Once again, the media shows us voiceless children victimized by violence and war. Here at home, Canadian kids ask hard questions. Our hearts break wide open; our answers are elusive. Televised streams of refugee families continue to haunt us in our beds at 3 a.m. Echos of Paris' terrified screams become dream soundtracks. Meanwhile, Christmas — the most tender time for Christians and children — is around the corner, and our impulse is to do something
. But what?
In September, I awaited my turn to vote in the federal election in a Calgary mall. Across the hall, I noticed a huge tower of shoeboxes stacked in the front of a shop. These didn't contain shoes; they were Franklin Graham’s boxes in Christmas red, white and green, with Operation Christmas Child logos. A sign informed me that if I filled a shoebox, I would receive a discount. I wandered in, of course, and discovered that most items were plastic, cheap and junky. Many were made in China, possibly by small children in a sweatshop. The idea is to have consumers do their charitable deed and leave feeling good about brightening a child’s life. But isn't the brightening really for the shoppers?
I searched Operation Christmas Child and Samaritan’s Purse on the Internet. These groups have North American kids in public and church schools, as well as youth groups, filling shoeboxes that are shipped to children in dire circumstances in the Middle East, Africa and other regions. But it’s not readily apparent that the shoeboxes are connected to a campaign called “The Greatest Journey.” This is an evangelistic tool to convert children to Christianity.

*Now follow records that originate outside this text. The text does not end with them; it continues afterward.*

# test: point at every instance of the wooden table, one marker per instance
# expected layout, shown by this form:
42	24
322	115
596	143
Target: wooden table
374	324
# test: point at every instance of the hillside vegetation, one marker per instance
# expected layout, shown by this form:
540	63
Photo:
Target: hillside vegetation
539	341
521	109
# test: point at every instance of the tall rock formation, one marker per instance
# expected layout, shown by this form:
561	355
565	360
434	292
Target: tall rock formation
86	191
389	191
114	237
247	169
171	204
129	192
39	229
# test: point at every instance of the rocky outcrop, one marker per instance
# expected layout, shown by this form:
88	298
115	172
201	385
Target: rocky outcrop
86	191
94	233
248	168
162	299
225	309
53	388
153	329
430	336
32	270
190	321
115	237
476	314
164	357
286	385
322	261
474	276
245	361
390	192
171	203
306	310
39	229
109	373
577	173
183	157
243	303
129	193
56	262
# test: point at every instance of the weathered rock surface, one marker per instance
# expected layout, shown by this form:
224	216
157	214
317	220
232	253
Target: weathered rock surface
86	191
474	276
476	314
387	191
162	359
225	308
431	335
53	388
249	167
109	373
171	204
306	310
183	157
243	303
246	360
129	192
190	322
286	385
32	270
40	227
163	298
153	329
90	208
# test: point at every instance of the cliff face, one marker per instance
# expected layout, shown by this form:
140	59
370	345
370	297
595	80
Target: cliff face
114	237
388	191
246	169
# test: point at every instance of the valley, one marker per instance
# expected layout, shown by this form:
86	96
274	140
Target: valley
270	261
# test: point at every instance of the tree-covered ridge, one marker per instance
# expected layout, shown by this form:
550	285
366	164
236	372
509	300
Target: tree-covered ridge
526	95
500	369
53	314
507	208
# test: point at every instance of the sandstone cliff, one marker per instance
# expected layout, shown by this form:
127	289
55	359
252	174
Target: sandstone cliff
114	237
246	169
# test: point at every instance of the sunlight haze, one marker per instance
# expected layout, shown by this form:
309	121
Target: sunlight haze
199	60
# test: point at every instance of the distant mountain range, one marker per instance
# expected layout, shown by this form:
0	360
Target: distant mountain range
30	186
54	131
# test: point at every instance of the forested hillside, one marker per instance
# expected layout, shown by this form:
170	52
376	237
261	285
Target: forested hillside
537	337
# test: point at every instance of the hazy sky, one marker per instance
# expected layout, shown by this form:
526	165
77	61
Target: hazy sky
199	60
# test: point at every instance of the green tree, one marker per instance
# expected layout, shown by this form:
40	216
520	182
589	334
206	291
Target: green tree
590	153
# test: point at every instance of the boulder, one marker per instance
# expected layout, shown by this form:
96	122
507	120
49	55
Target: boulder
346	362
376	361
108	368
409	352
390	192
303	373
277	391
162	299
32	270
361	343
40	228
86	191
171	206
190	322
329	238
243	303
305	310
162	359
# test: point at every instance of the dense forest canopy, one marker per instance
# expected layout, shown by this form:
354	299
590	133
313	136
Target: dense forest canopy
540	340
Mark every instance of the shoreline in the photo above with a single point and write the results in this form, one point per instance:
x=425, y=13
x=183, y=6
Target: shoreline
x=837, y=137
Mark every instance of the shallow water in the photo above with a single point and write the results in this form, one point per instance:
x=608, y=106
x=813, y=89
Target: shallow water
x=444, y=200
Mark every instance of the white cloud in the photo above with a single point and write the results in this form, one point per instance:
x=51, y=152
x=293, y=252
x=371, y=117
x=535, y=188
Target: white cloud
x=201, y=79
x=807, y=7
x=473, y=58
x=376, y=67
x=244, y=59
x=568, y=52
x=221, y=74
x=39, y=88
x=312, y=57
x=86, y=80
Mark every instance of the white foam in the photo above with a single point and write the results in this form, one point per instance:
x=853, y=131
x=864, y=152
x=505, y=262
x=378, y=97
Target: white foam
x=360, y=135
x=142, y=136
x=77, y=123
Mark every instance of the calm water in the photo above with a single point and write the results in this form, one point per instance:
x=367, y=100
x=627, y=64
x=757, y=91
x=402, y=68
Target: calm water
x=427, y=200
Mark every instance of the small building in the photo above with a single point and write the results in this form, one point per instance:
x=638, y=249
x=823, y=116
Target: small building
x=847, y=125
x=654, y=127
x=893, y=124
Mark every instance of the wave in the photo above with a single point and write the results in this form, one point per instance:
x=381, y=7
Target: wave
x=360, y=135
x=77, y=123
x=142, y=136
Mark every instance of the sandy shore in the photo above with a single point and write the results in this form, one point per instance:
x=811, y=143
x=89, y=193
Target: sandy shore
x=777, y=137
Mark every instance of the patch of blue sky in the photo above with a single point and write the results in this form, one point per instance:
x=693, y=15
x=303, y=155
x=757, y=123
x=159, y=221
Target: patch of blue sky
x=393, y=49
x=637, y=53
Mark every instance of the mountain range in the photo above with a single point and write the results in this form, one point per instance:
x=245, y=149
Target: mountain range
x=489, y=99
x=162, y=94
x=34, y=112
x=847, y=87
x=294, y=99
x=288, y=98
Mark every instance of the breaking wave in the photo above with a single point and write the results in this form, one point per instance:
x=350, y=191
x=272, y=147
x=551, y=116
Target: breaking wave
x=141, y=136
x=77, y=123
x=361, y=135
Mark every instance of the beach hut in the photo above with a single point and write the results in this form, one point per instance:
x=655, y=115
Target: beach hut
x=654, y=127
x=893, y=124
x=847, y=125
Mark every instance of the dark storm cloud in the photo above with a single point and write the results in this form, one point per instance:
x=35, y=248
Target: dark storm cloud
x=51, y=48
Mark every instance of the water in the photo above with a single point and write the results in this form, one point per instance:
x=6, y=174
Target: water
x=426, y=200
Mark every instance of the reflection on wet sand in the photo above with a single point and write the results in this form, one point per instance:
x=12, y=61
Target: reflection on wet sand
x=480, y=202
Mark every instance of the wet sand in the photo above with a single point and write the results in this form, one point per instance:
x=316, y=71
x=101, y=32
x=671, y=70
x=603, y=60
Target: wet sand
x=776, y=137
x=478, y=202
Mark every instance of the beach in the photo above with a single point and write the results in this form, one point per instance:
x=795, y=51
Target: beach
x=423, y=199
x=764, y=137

It's to “save” kids from Islam, Hinduism and other non-Christian traditions.
I'm profoundly uncomfortable with theology proclaiming that Jesus is the only way to God. Further, it seems unfair to introduce Christianity — and the beautiful story of Christmas — to children living precarious lives through a box full of trinkets. Missionaries disguised as jolly givers of free gifts.
The United Church of Canada stopped sending missionaries to convert people to Jesus around the same time we opted out of the Residential Schools, during the 1960s. Our church learned hard lessons in humility — that it was disrespectful to proclaim that “our” God was bigger and better than others’ ideas of the Sacred. Now, our work aims to foster partnerships, respect and co-operation. And I am glad for that.
I don’t know how vicar, lecturer and Guardian columnist Giles Fraser feels about missionaries, but I know how he feels about “gift-wrapped Islamophobia
.” His columns about the Christmas Child Shoebox campaign are scathing. He quotes Franklin Graham, saying that Islam is a “wicked religion.”
Of course, every religion is wicked when used as an excuse for violence. Evangelicals of all traditions have been guilty of this over time. For Christians, recall the Crusades, witch hunts and Doctrine of Discovery. More currently, there were the lies about weapons of mass destruction in Iraq. According to Fraser, schools and churches that are getting their children involved in Operation Christmas Child need to be aware of the agenda that their participation is helping to promote.
I use shoeboxes to store whatnots and photos. As for doing something for children, l’ll shop in Gifts with Vision
and donate to the Syrian family sponsored by our church. I wish you Advent blessings.